Every effect is preceded by a cause. Nothing simply happens. Whether or not we understand the cause is the question.

Determining the causes of historical events and patterns requires rigor and research. Consulting sources, both primary and secondary where available, creates a foundation upon which we can build understanding. We must not simply take sources or events at their face value. Everything has a simple explanation, but it is rarely enough to fully understand.

Complexity

History is a collaborative and creative process. We understand history not simply as facts, but as arguments about what events mean. Not only that, every event has as many perspectives as there were people involved. Respecting that complexity is a core component of historical research and responsibility.

Context

People and events are, to a degree, products of their environments and their contexts. When asking a historical question, it is imperative to consider the surrounding conditions. When asking why a historical thinker wrote what he or she did, to actually understand you must look into their society, their personal lives, their economic status, and the types of thinking running alongside theirs. Nothing happens in a vacuum.

Contingency

This concept simply states that everything happens in a deeply interconnected world. To quote the AHA in Perspectives magazine:

[Contingency] offers a powerful corrective to teleology, the fallacy that events pursue a straight-arrow course to a pre-determined outcome, since people in the past had no way of anticipating our present world.3

This is where the "what if's" come into play as well; what if Hitler had been admitted to the College of Fine Arts in Vienna? What would have happened to Tesla if Edison had died early on? These touch on contingency, or the understanding that causes and effects are not simple straight lines. They are messy and they overlap.

Forming a Question

Actually forming your question is the hard part. Here is a good template:

"Why did such-and-such undergo change at a certain time, and what determined the kind/rate/direction of change?"4

Look into every factor you can think of, and through those, find more to address. If you find a short, quick, clear answer somewhere, the odds are it's not respective enough of the Five C's to be usable. 
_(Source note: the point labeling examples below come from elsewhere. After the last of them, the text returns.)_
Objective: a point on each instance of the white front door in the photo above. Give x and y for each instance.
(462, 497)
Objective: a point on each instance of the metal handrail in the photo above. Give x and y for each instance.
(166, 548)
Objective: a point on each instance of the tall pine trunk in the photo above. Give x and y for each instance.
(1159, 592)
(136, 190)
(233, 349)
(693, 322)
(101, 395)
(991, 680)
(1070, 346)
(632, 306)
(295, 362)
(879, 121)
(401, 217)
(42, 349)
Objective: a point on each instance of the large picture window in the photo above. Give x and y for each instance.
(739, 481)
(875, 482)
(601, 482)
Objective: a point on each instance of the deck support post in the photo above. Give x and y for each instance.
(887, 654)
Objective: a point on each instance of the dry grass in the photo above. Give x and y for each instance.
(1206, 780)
Your question needs to be:

  1. Researchable. There needs to be a reasonable amount of data and sources available to you to fully and responsibly research the subject at hand.
  2. Specific. Many students errantly believe that a broader question gives them more to write about and will help them reach their word count. Wrong. A vague question will actually give you no direction and you will be prone to very basic, non-rigorous research and thesis statements. The more specific a subject is, the more in-depth you can go, and the more you have to write. Do not ask what caused World War II; instead, ask what factors led to the rise of Germany as a post-WWI power and why its leadership was able to act seemingly unchallenged by other European powers until it was too late.
  3. Flexible. You will find through researching that sometimes, your question either needs to be reframed or wholly adjusted to fit the realities of the available evidence. If that's the case, don't refuse to adapt it because you're unwilling to rewrite the intro you already completed. A better paper or project is definitely worth redoing the introduction.
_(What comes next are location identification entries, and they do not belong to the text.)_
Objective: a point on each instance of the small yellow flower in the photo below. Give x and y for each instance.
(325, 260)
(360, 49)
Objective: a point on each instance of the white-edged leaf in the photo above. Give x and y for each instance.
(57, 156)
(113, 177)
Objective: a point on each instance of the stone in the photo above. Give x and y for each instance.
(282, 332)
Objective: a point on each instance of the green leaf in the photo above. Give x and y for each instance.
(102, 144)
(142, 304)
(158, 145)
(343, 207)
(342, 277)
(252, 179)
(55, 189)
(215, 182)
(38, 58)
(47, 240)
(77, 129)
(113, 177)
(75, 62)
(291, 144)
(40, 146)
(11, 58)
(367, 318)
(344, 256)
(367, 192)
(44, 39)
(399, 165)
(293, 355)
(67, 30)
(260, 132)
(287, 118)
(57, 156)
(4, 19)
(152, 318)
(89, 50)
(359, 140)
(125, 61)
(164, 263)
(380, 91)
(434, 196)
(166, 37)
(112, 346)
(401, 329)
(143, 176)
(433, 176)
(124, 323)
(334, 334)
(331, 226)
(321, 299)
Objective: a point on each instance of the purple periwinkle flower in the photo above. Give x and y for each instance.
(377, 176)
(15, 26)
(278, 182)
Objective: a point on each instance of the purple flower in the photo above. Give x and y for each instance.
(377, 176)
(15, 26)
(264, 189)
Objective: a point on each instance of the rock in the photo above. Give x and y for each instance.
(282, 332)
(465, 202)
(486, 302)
What to do if you don't know what to ask

Start reading.

If you're not sure what you want to ask about the subject that your assignment concerns, it's time to start reading until something piques your interest. Find those primary sources, read through a few historical websites, find a scholarly article or two. Especially in searching through scholarly articles, you might find areas of research that you didn't know existed. Perhaps you don't much care for the military aspect of the Civil War, but the ways that the press covered the conflict in the North and South fascinates you. (Maybe you're a journalist at heart. Look into that.)

Get interested. Then ask about what you're interested in. Then get on to researching.